Lack of Worthwhile Content Is Ravaging Our Children’s Educations

Published December 31, 2016

Review of Why Knowledge Matters: Rescuing Our Children from Failed Educational Theories, By E.D. Hirsch Jr. (Harvard Education Press, September 2016), 280 pp.; $31.00 on Amazon.com: ISBN-13: 978-1-61250-953-2, ISBN-13: 978-1-61250-952-5 

In Why Knowledge Matters, E.D. Hirsch Jr., founder of the Core Knowledge Foundation and professor emeritus of education and humanities at the University of Virginia, provides an outstanding treatise on the growing failure of the U.S. K–12 education system, presenting considerable research proving learning, reasoning, problem-solving, and concept formation cannot be developed independently of information content.

These skills are intrinsically tied to the content of information being read. In fact, what is ravaging our children’s educations is the very lack of worthwhile content imposed by the Common Core State Standards and similar flawed education psychology ventures.

Testing Regimes

Hirsch offers a well-constructed chapter on the current wrongheaded approach to student testing, writing, “To mask the inherent unfairness of today’s tests, a fictitious alternative world has been devised in which meta-skills, [which are strategies for processing new information,] look as important as knowledge and vocabulary.”

Hirsch does not blame the teachers, whose enthusiasm has been the tragic victim of terribly flawed theories. These theories reflect the belief all children are innately smart in their own way. The result is incoherent classrooms and curricula supported by these dubious theories of individuality that have undermined academic performance.

The author explains building knowledge systematically in English language arts is like giving children various pieces of a puzzle in each grade to form a big picture over a period of years. Common Core, by contrast, demands students always find one specific idea in their readings, which is simply a boon to test-makers offering multiple-choice questions. The reliable way to achieve technical reading comprehension skills is for schools to stress knowledge front-and-center as the primary reading comprehension skill, Hirsch writes.

Hirsch also suggests the current system’s strategy for teaching children vocabulary has failed. In the absence of a well-integrated curriculum, Hirsch writes, “Reliable vocabulary gain currently depends on isolated word study, which is a method of limited effectiveness.”

Students learn words most effectively when they are not thinking specifically about learning them, Hirsch notes.

Data Collection Flaws

As Hirsch defines the faulty habits of current education, he recounts the history of education theory, showing modern theorists have reversed the positive trends and accomplishments in this field.

Hirsch relies on historic trends in France, where data collection is far more prominent, finding the French are making the very same mistakes educators in the United States have been making for decades. The same is true of Sweden, once a paragon of education leadership.

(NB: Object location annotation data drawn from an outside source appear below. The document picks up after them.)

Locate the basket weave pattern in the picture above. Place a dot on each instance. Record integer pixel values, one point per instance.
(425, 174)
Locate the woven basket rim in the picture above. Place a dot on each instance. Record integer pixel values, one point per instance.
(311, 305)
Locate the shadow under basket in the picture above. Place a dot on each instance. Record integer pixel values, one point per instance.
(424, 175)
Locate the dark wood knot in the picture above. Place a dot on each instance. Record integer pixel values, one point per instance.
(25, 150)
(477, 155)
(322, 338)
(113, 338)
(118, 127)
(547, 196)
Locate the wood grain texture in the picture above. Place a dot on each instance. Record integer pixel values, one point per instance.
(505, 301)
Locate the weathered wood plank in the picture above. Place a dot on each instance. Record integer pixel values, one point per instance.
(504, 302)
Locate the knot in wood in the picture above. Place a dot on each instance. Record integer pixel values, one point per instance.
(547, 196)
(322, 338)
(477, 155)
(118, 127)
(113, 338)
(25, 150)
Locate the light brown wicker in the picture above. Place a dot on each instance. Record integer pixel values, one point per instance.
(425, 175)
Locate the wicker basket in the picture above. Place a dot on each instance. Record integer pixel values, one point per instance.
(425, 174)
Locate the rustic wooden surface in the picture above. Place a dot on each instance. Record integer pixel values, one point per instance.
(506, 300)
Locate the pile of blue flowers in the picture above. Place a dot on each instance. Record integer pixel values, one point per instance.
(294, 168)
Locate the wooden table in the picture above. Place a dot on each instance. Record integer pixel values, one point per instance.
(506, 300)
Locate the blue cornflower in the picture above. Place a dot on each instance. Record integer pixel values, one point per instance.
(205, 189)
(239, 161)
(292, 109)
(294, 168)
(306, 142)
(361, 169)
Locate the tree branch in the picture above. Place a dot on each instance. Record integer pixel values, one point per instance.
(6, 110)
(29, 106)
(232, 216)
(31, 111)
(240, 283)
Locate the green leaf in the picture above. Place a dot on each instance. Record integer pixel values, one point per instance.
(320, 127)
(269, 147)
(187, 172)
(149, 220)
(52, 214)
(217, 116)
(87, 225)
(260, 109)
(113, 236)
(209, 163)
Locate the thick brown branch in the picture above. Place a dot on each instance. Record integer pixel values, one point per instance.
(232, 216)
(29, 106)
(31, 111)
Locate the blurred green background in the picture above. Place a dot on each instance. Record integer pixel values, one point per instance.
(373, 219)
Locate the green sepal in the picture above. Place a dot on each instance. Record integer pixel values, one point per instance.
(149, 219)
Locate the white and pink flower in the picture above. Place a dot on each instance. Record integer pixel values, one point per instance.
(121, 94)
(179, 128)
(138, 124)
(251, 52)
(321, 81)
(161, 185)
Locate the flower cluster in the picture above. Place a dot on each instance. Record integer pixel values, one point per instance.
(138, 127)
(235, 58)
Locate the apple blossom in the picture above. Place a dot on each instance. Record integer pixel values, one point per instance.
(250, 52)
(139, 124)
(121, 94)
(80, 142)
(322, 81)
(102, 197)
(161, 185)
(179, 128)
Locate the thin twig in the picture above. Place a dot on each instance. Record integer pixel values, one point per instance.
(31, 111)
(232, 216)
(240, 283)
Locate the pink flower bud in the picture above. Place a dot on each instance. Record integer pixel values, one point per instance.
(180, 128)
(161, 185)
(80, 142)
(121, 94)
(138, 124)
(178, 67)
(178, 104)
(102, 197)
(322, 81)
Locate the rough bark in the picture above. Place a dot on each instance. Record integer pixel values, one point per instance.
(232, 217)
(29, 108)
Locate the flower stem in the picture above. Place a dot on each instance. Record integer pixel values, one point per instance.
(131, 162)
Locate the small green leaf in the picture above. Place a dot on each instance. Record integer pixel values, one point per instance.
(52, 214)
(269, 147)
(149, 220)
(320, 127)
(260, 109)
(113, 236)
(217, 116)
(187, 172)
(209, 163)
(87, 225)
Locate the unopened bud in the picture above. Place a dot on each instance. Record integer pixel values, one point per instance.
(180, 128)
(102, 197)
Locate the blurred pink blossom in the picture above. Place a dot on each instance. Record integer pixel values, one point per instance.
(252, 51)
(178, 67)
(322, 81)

“The United States invented both the modern democratic nation and the common school that sustained it,” Hirsch notes.

The U.S. education system has historically produced a knowledgeable citizenry and social cohesion through shared knowledge, which has widely been believed to be required for young pupils if they were to have a good chance at success. Success is only achieved, Hirsch argues, if such a communal curriculum includes the sort of material Americans have long taken for granted, such as classical literature. Common Core has largely thrown this concept to the side of the road.

In the 1940s, the U.S. K–12 education system still ranked as one of the world’s best, Hirsch notes. Today, it is well below average. Hirsch attributes this change to the infiltration of socialism into American education, which he says began in the 1930s. By 1960, many high school graduates had been educated under such a misguided and destructive scheme.

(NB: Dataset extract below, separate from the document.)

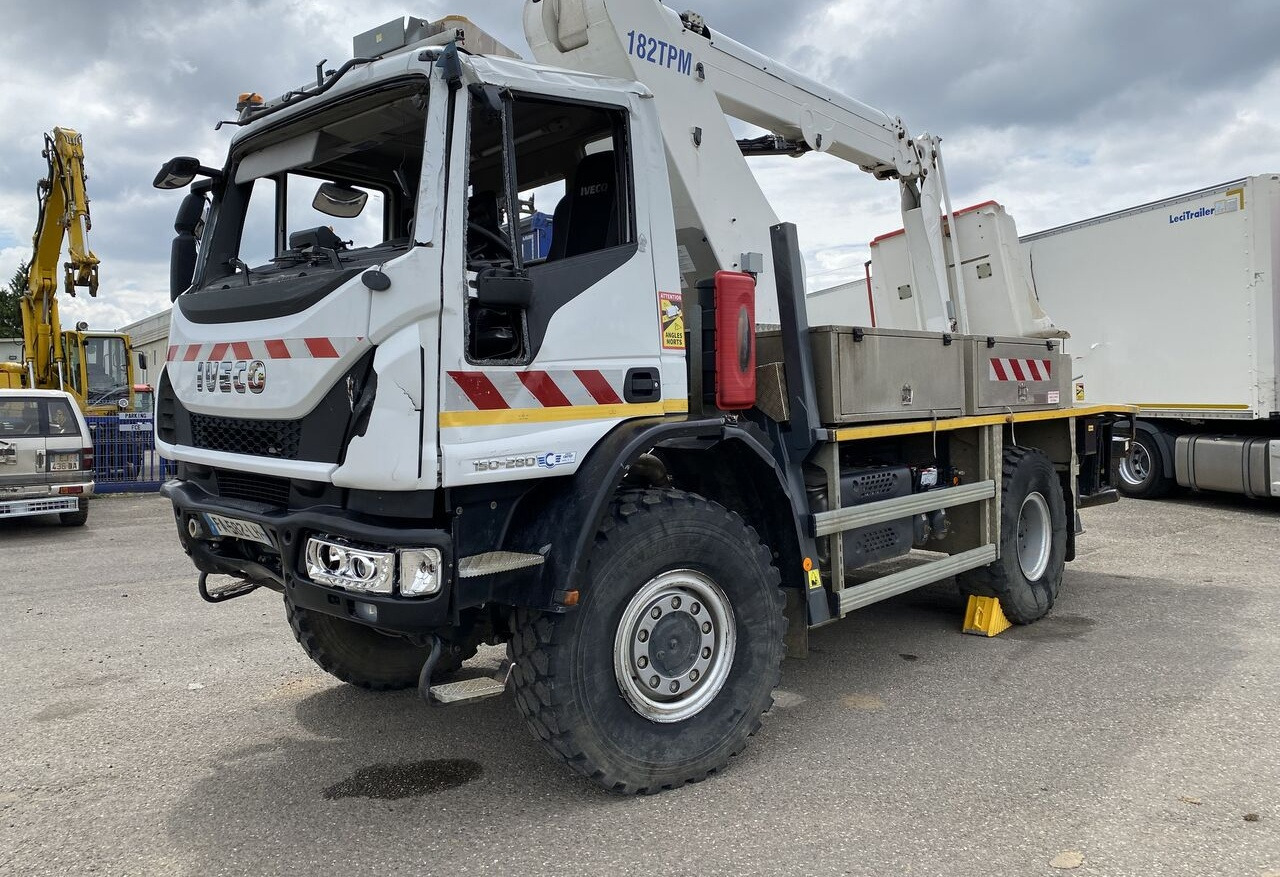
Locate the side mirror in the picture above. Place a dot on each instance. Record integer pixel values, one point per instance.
(178, 173)
(503, 287)
(182, 254)
(339, 201)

Test scores declined compared to other industrialized nations from 1960 to 1980, and they have never recovered, which the author says is proof of the failure of progressive education. Hirsch’s book clearly explains the causal connection between the rise of poorly defined modern educational theories and the nation’s broader educational decline.

Breaking the ‘Intellectual Monopoly’

“We can start breaking free from that intellectual monopoly when the wider public understands that thinking skills, like critical and creative thinking and problem-solving, are not productive educational aims,” Hirsch wrote.

The reader must ask himself or herself how often thinking skills are independent of specific knowledge gained from worthwhile content. The author and this reviewer believe the answer is “rarely.”

Only a well-rounded, knowledge-specific curriculum can impart the information needed for all children, thereby reducing the inequality of opportunity in the U.S. education system. Hirsch’s book makes this clear for those who wish to dig deeper and understand why the nation’s schools should eliminate Common Core and the entire array of progressive educational techniques that have bred nothing but failure and frustration.

Jay Lehr, Ph.D. ([email protected]) is science director at The Heartland Institute.